Love Stories Through the Ages

Romeo and Juliet is Shakespeare’s famous tragedy that is seen as the exemplar of romance. It remains culturally significant to this day, with romantic lover may sometimes be termed a “Romeo”, and the story has been modernized through a Baz Luhrmann film and the Broadway play West Side Story. The Shakespearean tragedy depicts “two lovers from fair Verona”, each from a rival family. The tale of forbidden love is known for its tragic ending. Even today, scholars debate its many themes, but at its core it holds an important message…COMMUNICATION IS KEY FOR A RELATIONSHIP (and it’s participants) TO SURVIVE!

Tristan and Isolde

Love Stories Through the Ages

Though Romeo and Juliet is the classic example in romantic tragedy, it has nothing on the medieval chivalric romance of the Cornish knight Sir Tristan and the Irish Princess Isolde (or Iseult). The legend tells of the young knight, having just defeated Morholt, is sent to Ireland to retrieve Isolde, who is betrothed to Tristan’s uncle, King Mark of Cornwall. During the journey, the two share a love potion that — surprise, surprise — works. Though Isolde marries King Mark, she continues an affair with Tristan, bound by the effects of the potion. The medieval legend is one of the earliest love triangles in literature, and is often seen as the precursor to the Arthur-Guinevere-Lancelot love triangle. The legend was most recently depicted in a 2006 Ridley Scott adaptation starring James Franco.

Love, Actually

Love Stories Through the Ages

But romance should not be about tragedy, and no romance is more of a polar opposite than the previous two stories than the 2003 romantic comedy Love Actually. The love story really isn’t just one story, but an anthology of romances with a number of memorable characters. Though normally seen as a Christmas movie, the film’s comedic take on multiple romances, from a father explaining love to his son, to the romantic life of a British Prime Minister, and it’s ability to take on multiple types of romantic tropes makes it a modern-day romantic masterpiece.

A Midsummer’s Night Dream

Love Stories Through the Ages

Though Romeo and Juliet is perhaps Shakespeare’s most prolific romance, none is more entertaining that the fairytale romance of A Midsummer’s Night Dream. A sort of proto-Love Actually, it is a story of love and mistaken identity, revolving around the shenanigans of a sprite called Puck, and his unfortunate victims. Puck is tasked with enchanting Titania, the wife of King Oberon. The two are currently in a custody battle over an Indian changeling boy, one that is literally affecting the weather. Puck enchants Titania, having her fall in love with a man with the head of a donkey, while at the same time intervening in a love triangle with hilarious results.

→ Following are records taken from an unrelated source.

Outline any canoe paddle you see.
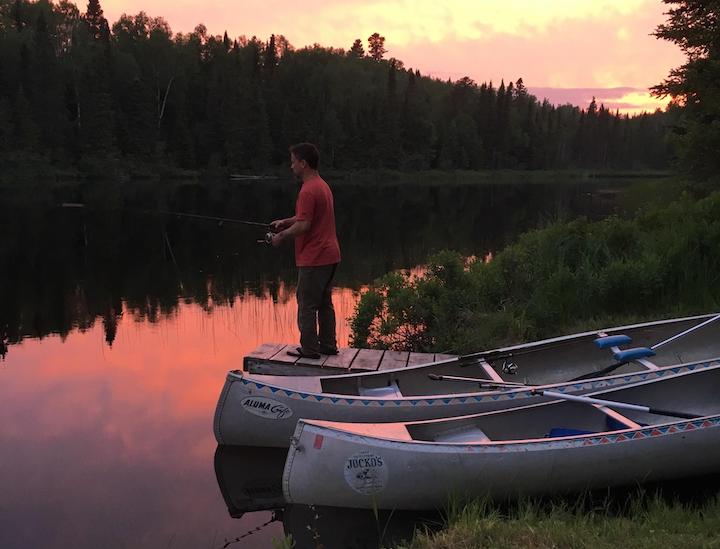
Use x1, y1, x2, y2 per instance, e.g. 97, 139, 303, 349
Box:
531, 389, 703, 419
428, 374, 528, 388
569, 314, 720, 381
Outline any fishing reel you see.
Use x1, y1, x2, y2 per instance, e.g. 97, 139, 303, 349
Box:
501, 360, 518, 376
257, 231, 275, 245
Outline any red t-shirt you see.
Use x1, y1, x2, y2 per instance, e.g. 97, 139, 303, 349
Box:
295, 176, 340, 267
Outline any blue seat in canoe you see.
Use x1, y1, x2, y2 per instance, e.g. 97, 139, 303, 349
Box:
595, 334, 632, 349
613, 347, 655, 362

A Midsummer’s Night Dream plays with different variants of love, from romantic love, to love out of duty, to passionate lust.

Edward and Wallis

Love Stories Through the Ages

We’ve explored some great fictional romances, but love is a real thing, and is felt by real people. And one of the most famous real life love stories has to be of King Edward VIII and Wallis Simpson. King Edward, who was soon to be coronated as King, chose to abdicate the throne in favor of his younger brother. The reason for this was love, specifically his love for an American socialite and divorcee. Their romance was scandalous at the time, as the King of England was also the Head of the Anglican Church, which forbade divorce.

So if King Edward can abdicate the Throne of England for his wife, surely you can get her some flowers and take her out to a nice dinner this Valentine’s Day. Just be careful for enchantments!